Jackson’s argument is that if we stopped eating just butter, we could radically reduce our saturated fat intake in one fell swoop.

“I’m not a low-fat advocate,” he stresses. “I’m a low-saturated-fat advocate.”

But can we be sure of the link between less bad fat and lower rates of death from heart disease? Haven’t there been other lifestyle and diet changes over the past 40-50 years? We are smoking a lot less, for instance.

Jackson has looked into this and says the pattern with cigarette use is very different. Male smoking rates at the same time as the female rate increased. Meanwhile, heart disease was declining at the same rate in both sexes.

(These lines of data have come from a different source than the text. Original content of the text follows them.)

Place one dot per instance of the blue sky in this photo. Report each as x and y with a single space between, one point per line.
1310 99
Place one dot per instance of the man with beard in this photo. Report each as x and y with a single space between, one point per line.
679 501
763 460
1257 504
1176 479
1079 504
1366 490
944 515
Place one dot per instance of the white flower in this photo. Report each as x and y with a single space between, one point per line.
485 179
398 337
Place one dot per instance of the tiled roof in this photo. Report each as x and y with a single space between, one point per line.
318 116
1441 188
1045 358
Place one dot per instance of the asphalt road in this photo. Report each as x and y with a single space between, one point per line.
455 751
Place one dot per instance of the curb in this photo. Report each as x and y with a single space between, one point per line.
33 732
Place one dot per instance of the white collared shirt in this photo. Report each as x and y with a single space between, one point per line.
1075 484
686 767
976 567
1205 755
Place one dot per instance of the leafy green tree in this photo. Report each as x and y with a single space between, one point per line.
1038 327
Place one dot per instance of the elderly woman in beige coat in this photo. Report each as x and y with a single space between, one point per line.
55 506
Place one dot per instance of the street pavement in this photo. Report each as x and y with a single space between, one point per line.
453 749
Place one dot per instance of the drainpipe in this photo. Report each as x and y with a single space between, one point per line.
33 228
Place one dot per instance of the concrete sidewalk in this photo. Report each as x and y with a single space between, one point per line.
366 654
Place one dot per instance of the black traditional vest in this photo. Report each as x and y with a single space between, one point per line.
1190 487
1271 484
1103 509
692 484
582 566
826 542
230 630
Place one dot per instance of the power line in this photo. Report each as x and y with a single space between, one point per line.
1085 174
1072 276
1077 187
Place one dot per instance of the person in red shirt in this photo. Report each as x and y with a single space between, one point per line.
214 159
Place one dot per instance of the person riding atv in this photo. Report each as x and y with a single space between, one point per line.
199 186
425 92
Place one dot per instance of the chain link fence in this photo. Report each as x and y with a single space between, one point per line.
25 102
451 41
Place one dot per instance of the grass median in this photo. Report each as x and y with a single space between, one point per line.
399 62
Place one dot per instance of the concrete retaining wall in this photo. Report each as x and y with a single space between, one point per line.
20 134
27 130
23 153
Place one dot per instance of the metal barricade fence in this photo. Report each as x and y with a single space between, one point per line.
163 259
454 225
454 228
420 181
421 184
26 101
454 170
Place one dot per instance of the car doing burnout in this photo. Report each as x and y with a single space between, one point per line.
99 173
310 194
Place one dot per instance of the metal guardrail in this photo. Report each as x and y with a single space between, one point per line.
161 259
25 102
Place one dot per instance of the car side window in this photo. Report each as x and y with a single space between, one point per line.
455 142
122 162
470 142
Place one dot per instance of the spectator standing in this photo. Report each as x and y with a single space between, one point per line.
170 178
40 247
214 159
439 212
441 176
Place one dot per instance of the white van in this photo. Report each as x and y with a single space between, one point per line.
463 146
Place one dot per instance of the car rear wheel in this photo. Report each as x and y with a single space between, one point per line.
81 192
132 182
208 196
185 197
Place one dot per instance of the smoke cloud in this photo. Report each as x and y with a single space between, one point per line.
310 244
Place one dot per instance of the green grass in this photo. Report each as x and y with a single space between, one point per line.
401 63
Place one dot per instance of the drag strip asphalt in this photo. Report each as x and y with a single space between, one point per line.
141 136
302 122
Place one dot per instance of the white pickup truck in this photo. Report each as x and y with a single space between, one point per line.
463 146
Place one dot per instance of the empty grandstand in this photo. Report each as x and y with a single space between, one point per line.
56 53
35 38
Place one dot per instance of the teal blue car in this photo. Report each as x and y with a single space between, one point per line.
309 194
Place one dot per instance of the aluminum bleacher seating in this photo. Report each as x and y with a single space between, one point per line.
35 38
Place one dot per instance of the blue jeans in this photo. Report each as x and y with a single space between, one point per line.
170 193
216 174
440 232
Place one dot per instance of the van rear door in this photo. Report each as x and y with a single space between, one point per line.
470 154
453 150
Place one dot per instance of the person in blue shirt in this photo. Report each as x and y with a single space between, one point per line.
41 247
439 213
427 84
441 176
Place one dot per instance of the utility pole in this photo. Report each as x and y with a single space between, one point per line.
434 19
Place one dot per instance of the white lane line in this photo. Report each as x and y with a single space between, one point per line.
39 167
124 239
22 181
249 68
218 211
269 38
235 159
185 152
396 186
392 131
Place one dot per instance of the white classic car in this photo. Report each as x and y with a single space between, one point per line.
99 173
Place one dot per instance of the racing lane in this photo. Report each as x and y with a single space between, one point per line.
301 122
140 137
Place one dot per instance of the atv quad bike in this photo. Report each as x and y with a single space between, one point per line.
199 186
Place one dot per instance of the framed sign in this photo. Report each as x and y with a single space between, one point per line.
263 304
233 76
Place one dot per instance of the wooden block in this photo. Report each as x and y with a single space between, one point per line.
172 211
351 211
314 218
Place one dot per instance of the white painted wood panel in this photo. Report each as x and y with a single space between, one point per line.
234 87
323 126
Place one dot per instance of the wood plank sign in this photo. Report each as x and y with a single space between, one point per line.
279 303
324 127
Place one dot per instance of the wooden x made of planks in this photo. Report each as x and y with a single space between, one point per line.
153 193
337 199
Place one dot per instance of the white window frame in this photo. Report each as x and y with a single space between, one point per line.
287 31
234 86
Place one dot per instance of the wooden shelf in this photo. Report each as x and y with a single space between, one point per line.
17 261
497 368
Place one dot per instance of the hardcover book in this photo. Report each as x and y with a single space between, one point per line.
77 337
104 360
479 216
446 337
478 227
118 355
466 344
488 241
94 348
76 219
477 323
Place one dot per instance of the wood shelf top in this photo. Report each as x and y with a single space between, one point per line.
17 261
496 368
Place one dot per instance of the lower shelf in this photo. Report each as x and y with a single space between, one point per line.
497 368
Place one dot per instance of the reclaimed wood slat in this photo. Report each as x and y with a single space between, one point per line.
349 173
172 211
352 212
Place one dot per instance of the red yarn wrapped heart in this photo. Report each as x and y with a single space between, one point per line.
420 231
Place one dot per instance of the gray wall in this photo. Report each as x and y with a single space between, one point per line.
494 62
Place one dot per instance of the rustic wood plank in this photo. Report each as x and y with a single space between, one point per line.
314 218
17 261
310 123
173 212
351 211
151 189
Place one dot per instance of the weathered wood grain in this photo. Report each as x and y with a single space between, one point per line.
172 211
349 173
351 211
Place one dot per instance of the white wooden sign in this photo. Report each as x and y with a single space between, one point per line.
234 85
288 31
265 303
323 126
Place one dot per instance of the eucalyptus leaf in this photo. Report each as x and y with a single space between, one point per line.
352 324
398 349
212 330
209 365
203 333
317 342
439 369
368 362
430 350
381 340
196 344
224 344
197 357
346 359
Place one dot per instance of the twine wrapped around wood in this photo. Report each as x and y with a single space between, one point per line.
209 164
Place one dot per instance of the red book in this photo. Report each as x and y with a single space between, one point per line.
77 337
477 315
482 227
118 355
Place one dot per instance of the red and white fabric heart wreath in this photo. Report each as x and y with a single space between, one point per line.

“The first country to reduce smoking was the UK. It had a reduction five to 10 years earlier than us, but its heart disease epidemic didn’t start declining until 10 years after us,” he says.

Although we began eating less salt in the 1950s, when domestic refrigerators meant we didn’t have to rely on it to preserve our food, that may have resulted in a reduction in blood pressure, the major risk factor for stroke, but the number of heart attacks was still rising.

As for statin cholesterol-lowering drugs, Jackson says they only started being prescribed in a big way in the early 2000s. “I think they are the reason we aren’t seeing a rise in heart disease now. People are eating saturated fat, but they’re also taking their statins.”

Fewer processed foods

So, how should we being eating in 2017? Jackson is a fan of the Mediterranean diet, which has plenty of science to back it up.

“We should have a moderate-fat diet that is low in saturated fat, lots of fresh fruit and vegetables, wholefoods and good carbs [not the white, starchy ones]. There’s nothing wrong with lean meat and some dairy, just don’t eat the refined stuff. And we should be eating fewer processed foods because it’s easy to hide lots of calories and refined carbs in them.”

It is not hard to tell whether a fat is ­saturated. If it’s solid or semi-solid at room temperature, as are coconut oil and butter, then it should be avoided.

Jackson admits he loves the taste of butter. He even eats it once or twice a month, ­usually at a restaurant.

“It’s a treat food, like ice cream, and people need to start thinking of it that way,” he says. “There is no way they should be eating it on a regular basis.”